Souvent critiquée pour ses choix scénaristiques et le départ d’Henry Cavill, la série The Witcher a éclipsé deux films d’animation parmi les meilleures adaptations de l’univers imaginé par Andrzej Sapkowski.
Lorsque Netflix a lancé The Witcher en 2019, la plateforme espérait bâtir une grande franchise de fantasie capable de rivaliser avec les productions les plus prestigieuses du genre. Si la série a rapidement trouvé son public grâce à la popularité des romans d'Andrzej Sapkowski et des jeux de CD Projekt Red, son image s'est progressivement dégradée au fil des saisons. Pourtant, dans l'ombre de cette adaptation controversée, deux films d'animation méritent largement l'attention des fans de la saga. Et l'un d'entre eux figure même parmi les meilleures œuvres jamais produites autour du Sorceleur.
Une série ambitieuse qui divise les fans
Portée durant trois saisons par Henry Cavill dans le rôle de Geralt de Riv, The Witcher réunissait également Freya Allan dans la peau de Ciri, Anya Chalotra en Yennefer et Joey Batey en Jaskier. Adaptée des romans d'Andrzej Sapkowski, la série raconte le destin croisé du célèbre chasseur de monstres, de la jeune princesse Ciri et de la puissante magicienne Yennefer, dont les trajectoires finissent par converger au cœur d'un continent ravagé par les guerres, les intrigues politiques et les créatures surnaturelles.

La première saison a bénéficié d'un accueil plutôt favorable, saluée pour son univers, ses scènes d'action et la prestation très convaincante d'Henry Cavill, lui-même passionné par les livres et les jeux. En revanche, les saisons suivantes ont suscité des critiques de plus en plus nombreuses. Les libertés prises avec le matériau d'origine, certaines intrigues jugées confuses et des personnages parfois éloignés de leur version littéraire ont déçu une partie de la communauté. Le départ d'Henry Cavill, remplacé par Liam Hemsworth pour les dernières saisons, a définitivement cristallisé les tensions entre Netflix et ses abonnés.
Quand l'animation fait mieux que le live action
En parallèle de la série, Netflix a pourtant développé deux longs-métrages d'animation souvent passés sous les radars.
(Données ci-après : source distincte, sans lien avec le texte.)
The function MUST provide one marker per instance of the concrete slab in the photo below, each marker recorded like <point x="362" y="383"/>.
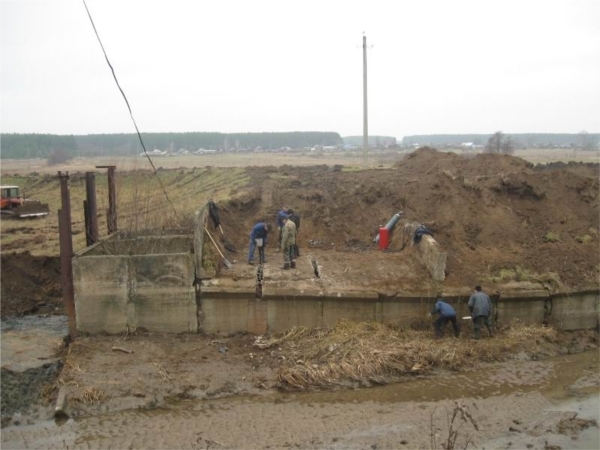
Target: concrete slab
<point x="579" y="311"/>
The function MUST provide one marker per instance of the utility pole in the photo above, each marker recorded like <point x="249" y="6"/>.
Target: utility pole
<point x="365" y="110"/>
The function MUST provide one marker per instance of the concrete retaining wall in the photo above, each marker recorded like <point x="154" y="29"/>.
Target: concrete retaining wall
<point x="281" y="309"/>
<point x="114" y="294"/>
<point x="139" y="281"/>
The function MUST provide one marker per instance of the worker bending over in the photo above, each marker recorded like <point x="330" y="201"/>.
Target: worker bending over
<point x="447" y="314"/>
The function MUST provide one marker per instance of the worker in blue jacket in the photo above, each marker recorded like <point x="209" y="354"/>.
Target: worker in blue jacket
<point x="282" y="214"/>
<point x="447" y="314"/>
<point x="258" y="238"/>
Le premier, The Witcher : Le Cauchemar du loup, est sorti en 2021. Produit par le Studio Mir, déjà reconnu pour la qualité de ses productions, il raconte la jeunesse de Vesemir, futur mentor de Geralt, et revient sur la chute de Kaer Morhen, événement majeur de la mythologie des Sorceleurs.
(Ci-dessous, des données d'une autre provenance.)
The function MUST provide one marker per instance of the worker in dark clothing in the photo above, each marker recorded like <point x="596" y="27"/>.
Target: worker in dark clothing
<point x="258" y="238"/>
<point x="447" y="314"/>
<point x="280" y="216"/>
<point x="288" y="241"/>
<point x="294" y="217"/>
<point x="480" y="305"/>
En 2025 est arrivé The Witcher : Les Sirènes des abysses, lui aussi animé par Studio Mir, avec la participation de Platige Image. Inspiré de la nouvelle Un petit sacrifice, le film remet Geralt au premier plan dans une aventure mêlant conflit entre humains et créatures marines. Tous deux s'inscrivent dans la continuité de l'univers de Netflix tout en restant suffisamment indépendants pour être appréciés sans suivre la série. Leur réception critique fut globalement positive, les spectateurs louant particulièrement leur fidélité à l'ambiance des romans ainsi que la qualité de leur animation.
Deux films qui méritent votre attention
À mes yeux, ces deux productions représentent ce que Netflix a proposé de plus inspiré autour de The Witcher. Je recommande en priorité Le Cauchemar du Loup, qui constitue une excellente porte d'entrée dans cet univers. Il n'est absolument pas nécessaire d'avoir regardé la série pour comprendre l'histoire, tant le récit se suffit à lui-même et développe efficacement son protagoniste.
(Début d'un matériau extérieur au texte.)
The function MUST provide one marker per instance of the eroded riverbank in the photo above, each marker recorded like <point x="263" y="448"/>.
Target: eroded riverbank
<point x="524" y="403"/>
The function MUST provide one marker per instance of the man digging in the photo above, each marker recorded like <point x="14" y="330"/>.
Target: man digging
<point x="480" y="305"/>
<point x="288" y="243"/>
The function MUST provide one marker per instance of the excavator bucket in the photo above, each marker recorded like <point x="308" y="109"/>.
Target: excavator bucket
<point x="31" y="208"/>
Ce qui m'a surtout marqué, c'est l'équilibre entre spectacle et émotion. Les combats sont superbement chorégraphiés, l'animation est d'une fluidité remarquable et la mise en scène multiplie les séquences impressionnantes sans jamais sacrifier les personnages. Le film explore également la condition des Sorceleurs, leurs sacrifices, leur réputation ambiguë et les tensions qui les opposent aux humains, autant d'éléments au cœur de l'œuvre de Sapkowski.

Les Sirènes des abysses adopte une approche plus classique, mais réussit lui aussi à retrouver l'esprit des romans originaux. On y retrouve un Geralt fidèle à ses valeurs, confronté à un conflit moral complexe où aucune faction n'a totalement raison ni totalement tort. Cette nuance, omniprésente dans les romans, constitue l'une des plus grandes qualités de l'univers.
Au final, ces deux films prouvent qu'il est possible d'adapter The Witcher avec justesse. En restant fidèles à l'esprit de l'œuvre originale, ils développent sa mythologie avec intelligence et proposent un spectacle ambitieux qui mérite largement le détour.